Active duty Army Soldiers, National Guardsmen, and Army Reservists came from across the country to participate in the exercise held primarily at the Muscatatuk Urban Training Center, under the 78th Training Division, where elaborate training grounds have been fabricated to include entire cement buildings reduced to rubble, train cars pulled off tracks, and suburban homes flooded up to their roofs; all in an effort to make the venues and civilian role-players seem as realistic as possible.
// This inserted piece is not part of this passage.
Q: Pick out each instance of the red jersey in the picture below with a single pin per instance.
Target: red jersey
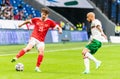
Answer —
(41, 28)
The 1st Sustainment Brigade provided support for the entire operation by tracking each participating Soldier ensuring accountability for personnel arriving and departing, coordinating the flow of equipment and fuel, and maintaining the well-being of participants by keeping them well-fed, hydrated, and comfortably housed.
“We are ensuring that supplies, personnel, and equipment go to the right place at the right time so that the Soldiers here can effectively train,” said U.S. Army Col. Brian Olson, commander of the 1st Sustainment Brigade. “1st Sustainment Brigade has been allocated to support U.S. Army Northern Command for 18-months, which is a normal rotation for sustainment brigades during which the unit is on-call to deliver support to civil authorities in case of an emergency. This exercise allows these DSCA allocated forces to train on multiple forms of disaster.”
Guaranteeing the success of a major operation through the coordination and cooperation of training and enabling units from different sustainment components of the U.S. Army, who have never worked together before, is no easy feat. The 1st Sustainment Brigade team worked tirelessly to forge a cohesive team with the common goal of providing sustainment support to enable the training.
With such a small team to provide mission command support, many Soldiers have had to take on roles larger than themselves or the rank they wear.
“I provide services like in-processing, personnel status, and accountability,” said U.S. Army Spc. Mariah Snowden, a human resources specialist for the Special Troops Battalion, 1st Sustainment Brigade. “Here in Indiana, I sit in at the 78th Training Division personnel meetings to report and synchronize the information I deal with on a daily basis. There is a lot of responsibility involved. From this experience, I’ve learned to take more initiative. When I first started here, I was nervous in those meetings because the numbers I presented had to be accurate so the Soldiers received the right amount of supplies, it was nerve-wracking. But now I’ve built up my confidence knowing I’m going to do the best I can and that my team is behind me.”
Though just a team of 18 Soldiers, the 1st Sustainment Brigade enabled 3,828 Soldiers across 78 units to participate in the exercise. They ensured 107,000 gallons of fuel were distributed and made available to the 1,497 pieces of rolling stock that came through the Camp Atterbury Central Receiving and Shipping Point (CRSP). Additionally, the sustainment team worked with contractors to provide 58,987 meals to the Soldiers during their time in Indiana.
“The team we have here is very unique,” said U.S. Army Cpt. John Beck, the 1st Sustainment Brigade Assistant Operations Officer. “It’s a small element made up from the brigade staff that we had available with all the DSCA and Forward Assessment and Sustainment Teams we have supporting COVID-19 relief across the country. With that in mind, we had to call on Soldiers to fill roles at a higher position than they would typically be required to fill. Even as an ad hoc team, our Soldiers have performed above expectation to ensure the success of the mission here. I’m very proud to be a part of it.”